Allmenden in Südamerika, Marktskepsis und das freie Internet bilden den Hintergrund für eine neue Bewegung, die auch in Deutschland erfolgreich werden könnte.
1 Kommentar

Eine interessante Bewegung nimmt in Deutschland Formen an: die für Gemeingüter. Die Heinrich-Böll-Stiftung treibt sie voran. Die Grünen, denen die Stiftung nahesteht, werden daraus nicht viel Honig saugen können, weil sie quer zu ihrer auf Regierungsverantwortung ausgerichteten Politik steht. Dagegen könnte sie der Piratenpartei nützen.

Das Anliegen der "creative commons" verbindet die Piraten mit der Bewegung. Sie wollen ein Internet, das kreative Gemeingüter allen zur Verfügung stellt: für viele Wähler attraktiv, aber völlig monothematisch. Die Animatoren der Gemeingüter-Bewegung bieten die Ausweitung: Sie versprechen eine Gemeinschaft, die "den Wirtschaftsprozess in das gesellschaftliche Zusammenleben" einbette: "Natürliche Gemeingüter sind notwendig für unser Überleben, soziale Gemeingüter sichern den Zusammenhalt, und kulturelle Gemeingüter sind Bedingung für unsere individuelle Entfaltung." Man wolle Kreativität auf "die Mehrung des gemeinschaftlichen Reichtums" richten. Breiter kann man den Anspruch nicht formulieren.
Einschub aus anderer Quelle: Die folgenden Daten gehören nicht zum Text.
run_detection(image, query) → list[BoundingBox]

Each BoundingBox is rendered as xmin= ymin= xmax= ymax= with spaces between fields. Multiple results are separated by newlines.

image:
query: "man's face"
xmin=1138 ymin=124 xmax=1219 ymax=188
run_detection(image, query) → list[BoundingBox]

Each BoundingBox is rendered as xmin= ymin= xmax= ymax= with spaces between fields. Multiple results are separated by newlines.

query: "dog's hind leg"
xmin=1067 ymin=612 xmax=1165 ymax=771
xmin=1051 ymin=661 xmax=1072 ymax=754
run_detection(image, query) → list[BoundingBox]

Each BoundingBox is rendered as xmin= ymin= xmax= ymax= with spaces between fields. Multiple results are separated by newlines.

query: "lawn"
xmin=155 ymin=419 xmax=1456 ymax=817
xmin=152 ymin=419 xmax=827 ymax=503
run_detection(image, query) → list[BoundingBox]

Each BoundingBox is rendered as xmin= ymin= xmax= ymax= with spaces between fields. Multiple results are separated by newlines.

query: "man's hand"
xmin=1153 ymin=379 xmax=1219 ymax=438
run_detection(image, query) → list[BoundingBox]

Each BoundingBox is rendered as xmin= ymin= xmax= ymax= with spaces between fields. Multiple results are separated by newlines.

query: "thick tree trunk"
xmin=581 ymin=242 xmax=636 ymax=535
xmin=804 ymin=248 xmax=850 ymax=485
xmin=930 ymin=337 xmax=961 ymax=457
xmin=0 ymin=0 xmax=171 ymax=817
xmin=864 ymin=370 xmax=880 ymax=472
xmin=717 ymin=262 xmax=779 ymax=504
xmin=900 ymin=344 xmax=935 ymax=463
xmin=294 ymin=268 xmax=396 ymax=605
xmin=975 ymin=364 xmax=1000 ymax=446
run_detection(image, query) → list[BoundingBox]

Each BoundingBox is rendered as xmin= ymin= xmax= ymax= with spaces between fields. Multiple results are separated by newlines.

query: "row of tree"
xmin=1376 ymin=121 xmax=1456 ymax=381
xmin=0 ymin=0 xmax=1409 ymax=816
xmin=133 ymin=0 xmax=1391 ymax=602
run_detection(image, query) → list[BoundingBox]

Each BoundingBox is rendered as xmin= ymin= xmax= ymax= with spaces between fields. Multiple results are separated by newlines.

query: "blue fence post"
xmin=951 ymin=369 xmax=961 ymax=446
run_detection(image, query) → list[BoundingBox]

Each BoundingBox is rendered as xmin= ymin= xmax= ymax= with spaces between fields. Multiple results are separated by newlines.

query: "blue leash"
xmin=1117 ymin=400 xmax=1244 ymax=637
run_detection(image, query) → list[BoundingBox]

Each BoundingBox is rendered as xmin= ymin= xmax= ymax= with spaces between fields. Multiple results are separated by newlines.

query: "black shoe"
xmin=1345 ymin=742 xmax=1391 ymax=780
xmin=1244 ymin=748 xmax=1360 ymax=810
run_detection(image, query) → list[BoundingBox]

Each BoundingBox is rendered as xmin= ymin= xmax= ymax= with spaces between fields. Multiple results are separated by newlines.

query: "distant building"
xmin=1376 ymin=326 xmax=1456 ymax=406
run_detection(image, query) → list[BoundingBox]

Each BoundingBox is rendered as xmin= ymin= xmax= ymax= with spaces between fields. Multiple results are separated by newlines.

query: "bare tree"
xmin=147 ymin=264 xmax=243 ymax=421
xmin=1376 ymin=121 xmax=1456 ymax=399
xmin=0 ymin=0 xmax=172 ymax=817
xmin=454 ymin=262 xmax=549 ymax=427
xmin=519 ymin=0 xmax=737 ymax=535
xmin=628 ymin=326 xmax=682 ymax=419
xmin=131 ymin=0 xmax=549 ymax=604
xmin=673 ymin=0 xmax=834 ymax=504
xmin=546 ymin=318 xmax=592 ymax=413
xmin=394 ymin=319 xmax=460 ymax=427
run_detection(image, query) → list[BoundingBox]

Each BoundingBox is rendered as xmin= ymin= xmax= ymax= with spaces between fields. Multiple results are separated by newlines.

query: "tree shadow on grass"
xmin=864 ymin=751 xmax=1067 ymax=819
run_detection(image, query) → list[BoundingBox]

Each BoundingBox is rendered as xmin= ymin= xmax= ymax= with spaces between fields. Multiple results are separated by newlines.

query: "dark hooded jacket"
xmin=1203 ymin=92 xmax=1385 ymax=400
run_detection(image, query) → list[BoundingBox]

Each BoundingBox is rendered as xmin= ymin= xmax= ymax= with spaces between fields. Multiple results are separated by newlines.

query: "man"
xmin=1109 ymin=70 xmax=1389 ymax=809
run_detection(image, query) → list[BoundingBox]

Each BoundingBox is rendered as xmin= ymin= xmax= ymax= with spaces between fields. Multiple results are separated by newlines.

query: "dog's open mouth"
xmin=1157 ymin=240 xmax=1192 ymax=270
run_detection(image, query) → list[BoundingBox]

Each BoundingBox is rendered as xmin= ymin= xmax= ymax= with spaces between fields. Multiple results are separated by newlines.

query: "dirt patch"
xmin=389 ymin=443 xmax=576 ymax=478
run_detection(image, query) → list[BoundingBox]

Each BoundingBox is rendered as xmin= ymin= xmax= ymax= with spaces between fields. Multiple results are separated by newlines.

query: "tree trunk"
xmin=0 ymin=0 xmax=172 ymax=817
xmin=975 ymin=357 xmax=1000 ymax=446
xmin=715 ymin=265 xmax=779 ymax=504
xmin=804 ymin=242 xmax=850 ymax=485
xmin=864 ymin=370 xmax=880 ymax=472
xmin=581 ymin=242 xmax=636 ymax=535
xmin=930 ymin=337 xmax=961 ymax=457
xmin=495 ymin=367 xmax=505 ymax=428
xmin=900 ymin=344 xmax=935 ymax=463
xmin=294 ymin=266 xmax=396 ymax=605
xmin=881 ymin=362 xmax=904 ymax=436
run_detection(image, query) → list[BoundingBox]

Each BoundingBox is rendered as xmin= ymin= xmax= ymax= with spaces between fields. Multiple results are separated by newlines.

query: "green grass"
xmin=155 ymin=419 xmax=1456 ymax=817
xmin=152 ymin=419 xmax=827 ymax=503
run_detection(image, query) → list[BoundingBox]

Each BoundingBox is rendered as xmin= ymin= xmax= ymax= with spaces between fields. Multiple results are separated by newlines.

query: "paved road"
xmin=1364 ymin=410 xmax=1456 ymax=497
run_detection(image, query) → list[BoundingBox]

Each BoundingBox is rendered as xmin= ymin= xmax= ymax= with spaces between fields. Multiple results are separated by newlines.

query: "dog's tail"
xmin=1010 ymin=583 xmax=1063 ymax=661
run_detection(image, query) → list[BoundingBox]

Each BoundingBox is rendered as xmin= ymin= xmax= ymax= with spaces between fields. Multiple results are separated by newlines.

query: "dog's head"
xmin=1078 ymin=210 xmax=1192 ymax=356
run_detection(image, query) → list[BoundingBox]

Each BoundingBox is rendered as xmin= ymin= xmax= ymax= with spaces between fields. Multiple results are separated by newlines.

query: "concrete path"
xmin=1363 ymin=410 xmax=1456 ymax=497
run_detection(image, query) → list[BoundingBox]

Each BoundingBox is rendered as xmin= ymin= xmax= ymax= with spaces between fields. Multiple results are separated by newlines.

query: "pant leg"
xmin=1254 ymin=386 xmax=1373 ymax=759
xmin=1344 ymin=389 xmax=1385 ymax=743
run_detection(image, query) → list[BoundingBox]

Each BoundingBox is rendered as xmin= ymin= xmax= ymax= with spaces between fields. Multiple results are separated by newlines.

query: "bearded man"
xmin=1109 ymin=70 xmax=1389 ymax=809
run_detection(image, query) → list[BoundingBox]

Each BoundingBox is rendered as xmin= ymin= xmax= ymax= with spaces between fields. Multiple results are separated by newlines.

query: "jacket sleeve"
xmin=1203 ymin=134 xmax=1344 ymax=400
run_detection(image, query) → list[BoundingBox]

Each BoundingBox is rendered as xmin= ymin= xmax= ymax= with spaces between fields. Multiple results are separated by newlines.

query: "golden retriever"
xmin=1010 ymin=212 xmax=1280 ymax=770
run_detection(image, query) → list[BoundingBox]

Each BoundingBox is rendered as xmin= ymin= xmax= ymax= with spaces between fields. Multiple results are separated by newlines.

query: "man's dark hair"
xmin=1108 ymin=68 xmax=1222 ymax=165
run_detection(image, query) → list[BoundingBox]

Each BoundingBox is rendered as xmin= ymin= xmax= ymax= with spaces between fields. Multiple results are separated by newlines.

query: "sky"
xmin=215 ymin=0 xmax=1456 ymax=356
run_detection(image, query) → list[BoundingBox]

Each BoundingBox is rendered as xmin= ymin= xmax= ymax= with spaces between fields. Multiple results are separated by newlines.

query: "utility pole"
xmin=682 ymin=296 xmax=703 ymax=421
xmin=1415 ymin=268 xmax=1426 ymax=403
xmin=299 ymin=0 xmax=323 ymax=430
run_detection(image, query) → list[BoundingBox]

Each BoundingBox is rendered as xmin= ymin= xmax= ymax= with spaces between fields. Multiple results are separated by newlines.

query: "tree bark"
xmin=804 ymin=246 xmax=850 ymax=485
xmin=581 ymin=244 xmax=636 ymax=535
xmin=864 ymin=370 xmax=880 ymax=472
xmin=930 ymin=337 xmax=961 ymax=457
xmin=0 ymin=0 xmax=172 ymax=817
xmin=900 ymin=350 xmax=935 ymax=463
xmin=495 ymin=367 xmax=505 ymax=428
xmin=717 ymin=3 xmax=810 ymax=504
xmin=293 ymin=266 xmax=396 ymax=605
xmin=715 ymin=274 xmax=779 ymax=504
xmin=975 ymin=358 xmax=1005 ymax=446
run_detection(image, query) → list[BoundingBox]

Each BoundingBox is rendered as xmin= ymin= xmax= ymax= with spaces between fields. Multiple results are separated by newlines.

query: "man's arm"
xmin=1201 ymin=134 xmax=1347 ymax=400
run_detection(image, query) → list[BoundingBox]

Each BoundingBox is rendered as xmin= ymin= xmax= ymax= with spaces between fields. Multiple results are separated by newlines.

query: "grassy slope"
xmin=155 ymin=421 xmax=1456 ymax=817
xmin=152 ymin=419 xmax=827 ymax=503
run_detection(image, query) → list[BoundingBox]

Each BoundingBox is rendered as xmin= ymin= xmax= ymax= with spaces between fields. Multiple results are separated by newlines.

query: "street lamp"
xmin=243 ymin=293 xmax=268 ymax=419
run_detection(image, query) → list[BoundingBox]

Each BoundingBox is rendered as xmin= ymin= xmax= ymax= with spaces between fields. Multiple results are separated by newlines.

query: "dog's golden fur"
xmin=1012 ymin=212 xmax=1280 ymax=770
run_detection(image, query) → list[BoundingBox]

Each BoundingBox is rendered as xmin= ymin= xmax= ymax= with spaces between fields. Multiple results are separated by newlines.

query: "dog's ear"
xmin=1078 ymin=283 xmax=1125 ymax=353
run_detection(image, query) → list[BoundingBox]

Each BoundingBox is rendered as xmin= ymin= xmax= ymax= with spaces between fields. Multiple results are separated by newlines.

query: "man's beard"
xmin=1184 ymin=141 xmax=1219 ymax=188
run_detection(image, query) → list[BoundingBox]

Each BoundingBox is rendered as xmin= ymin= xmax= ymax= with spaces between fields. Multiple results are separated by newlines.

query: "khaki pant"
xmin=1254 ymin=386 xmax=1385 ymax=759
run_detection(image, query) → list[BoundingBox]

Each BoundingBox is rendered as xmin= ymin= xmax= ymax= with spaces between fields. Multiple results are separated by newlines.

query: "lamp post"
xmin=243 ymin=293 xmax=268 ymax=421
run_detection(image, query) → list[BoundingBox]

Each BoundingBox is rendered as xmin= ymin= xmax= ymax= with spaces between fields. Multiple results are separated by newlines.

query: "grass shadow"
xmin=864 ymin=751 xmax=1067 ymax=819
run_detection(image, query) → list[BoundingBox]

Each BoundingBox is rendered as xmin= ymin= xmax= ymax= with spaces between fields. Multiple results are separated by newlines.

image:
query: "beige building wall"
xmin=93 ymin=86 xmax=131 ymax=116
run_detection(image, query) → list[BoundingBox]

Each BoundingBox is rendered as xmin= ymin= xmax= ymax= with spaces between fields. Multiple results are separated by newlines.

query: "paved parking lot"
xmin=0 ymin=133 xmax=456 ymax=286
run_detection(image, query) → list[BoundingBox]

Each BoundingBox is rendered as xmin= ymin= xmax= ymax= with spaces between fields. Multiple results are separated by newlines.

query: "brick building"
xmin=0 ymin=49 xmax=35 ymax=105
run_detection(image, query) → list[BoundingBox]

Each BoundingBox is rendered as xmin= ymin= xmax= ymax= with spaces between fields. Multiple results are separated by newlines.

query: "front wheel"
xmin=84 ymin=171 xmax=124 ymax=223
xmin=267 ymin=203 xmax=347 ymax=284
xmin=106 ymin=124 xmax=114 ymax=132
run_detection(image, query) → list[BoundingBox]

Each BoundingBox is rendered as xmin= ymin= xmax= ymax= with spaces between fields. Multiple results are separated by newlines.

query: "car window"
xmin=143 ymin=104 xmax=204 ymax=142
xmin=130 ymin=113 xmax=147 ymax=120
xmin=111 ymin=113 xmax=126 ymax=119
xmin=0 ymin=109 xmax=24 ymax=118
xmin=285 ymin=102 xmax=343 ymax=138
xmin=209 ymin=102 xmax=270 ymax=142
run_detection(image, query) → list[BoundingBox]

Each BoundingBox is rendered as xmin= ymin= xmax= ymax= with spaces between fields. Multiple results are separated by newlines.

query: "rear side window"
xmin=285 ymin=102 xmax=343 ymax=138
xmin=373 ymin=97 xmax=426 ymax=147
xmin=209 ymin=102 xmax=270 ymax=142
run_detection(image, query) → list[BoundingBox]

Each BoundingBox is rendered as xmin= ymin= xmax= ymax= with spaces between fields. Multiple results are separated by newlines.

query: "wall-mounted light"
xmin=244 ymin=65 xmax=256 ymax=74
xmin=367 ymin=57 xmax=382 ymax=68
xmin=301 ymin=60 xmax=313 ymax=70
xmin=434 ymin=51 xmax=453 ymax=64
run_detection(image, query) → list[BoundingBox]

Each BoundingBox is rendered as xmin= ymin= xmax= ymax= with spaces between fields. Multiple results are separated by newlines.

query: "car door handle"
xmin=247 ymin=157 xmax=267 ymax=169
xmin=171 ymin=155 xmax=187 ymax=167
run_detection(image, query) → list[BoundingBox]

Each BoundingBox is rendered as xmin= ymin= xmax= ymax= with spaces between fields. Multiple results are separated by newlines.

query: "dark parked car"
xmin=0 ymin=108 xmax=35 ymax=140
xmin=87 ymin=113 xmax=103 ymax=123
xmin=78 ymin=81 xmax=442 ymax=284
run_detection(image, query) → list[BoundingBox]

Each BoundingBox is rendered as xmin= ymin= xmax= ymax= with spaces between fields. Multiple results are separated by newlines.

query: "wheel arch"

Schwammiger allerdings auch nicht, und wer nach Konkretem fragt, wird kaum fündig. Man hört von Wikipedia, Linux und Allmenden in Lateinamerika, von Software und Saatkartoffeln, die nicht patentgeschützt werden dürften, und von Parks in den Städten, die allen gehörten. Es wabert kräftig, und klar ist vor allem, dass es irgendwie gegen Privatisierung gehen soll, weil die den gesellschaftlichen Reichtum mindere.

Gemeingüter haben Ökonomen, Soziologen und Anthropologen schon lange beschäftigt. Der Nobelpreis für Elinor Ostrom hat der Insider-Debatte über "commons" Auftrieb gegeben. Unter dem Synonym der Allmende kann sich jeder etwas vorstellen. Schon früh haben Wirtschaftswissenschaftler darauf hingewiesen, dass Allmenden der Hang zur Übernutzung innewohnt. Ostrom hat Kriterien dafür definiert, wie das zu vermeiden sei. Vor allem müssen die Nutzungsbedingungen und der Zugang strikt geregelt sein. Gemeingüter stehen demnach gerade nicht jedem frei zur Verfügung. Das unterscheidet sie von öffentlichen Gütern, die im Ökonomenslang "nichtexklusiv" und "nichtrivalisierend" sind. Das gilt etwa für die Luft: Niemand kann vom Atmen ausgeschlossen werden, und niemand nimmt dadurch einem anderen etwas weg.

Die Gemeingüter-Bewegung zielt weiter. Sie lädt das trockene ökonomische Konzept emotional auf, stilisiert Gemeingüter zu einer Frage des Überlebens der Menschheit und zum Gegenspieler des Marktes. Für viele von der Marktwirtschaft Enttäuschte klingt das attraktiv, und die Verbindung zum freien Internet verschafft Modernität. Gemeinsam mit der Piratenpartei könnte diese Bewegung auf eine gewisse Resonanz stoßen - auch deshalb, weil die etablierten Parteien es völlig verlernt haben, ihre Anliegen in eine größere Erzählung zu fassen, die ansprechend und motivierend wirkt.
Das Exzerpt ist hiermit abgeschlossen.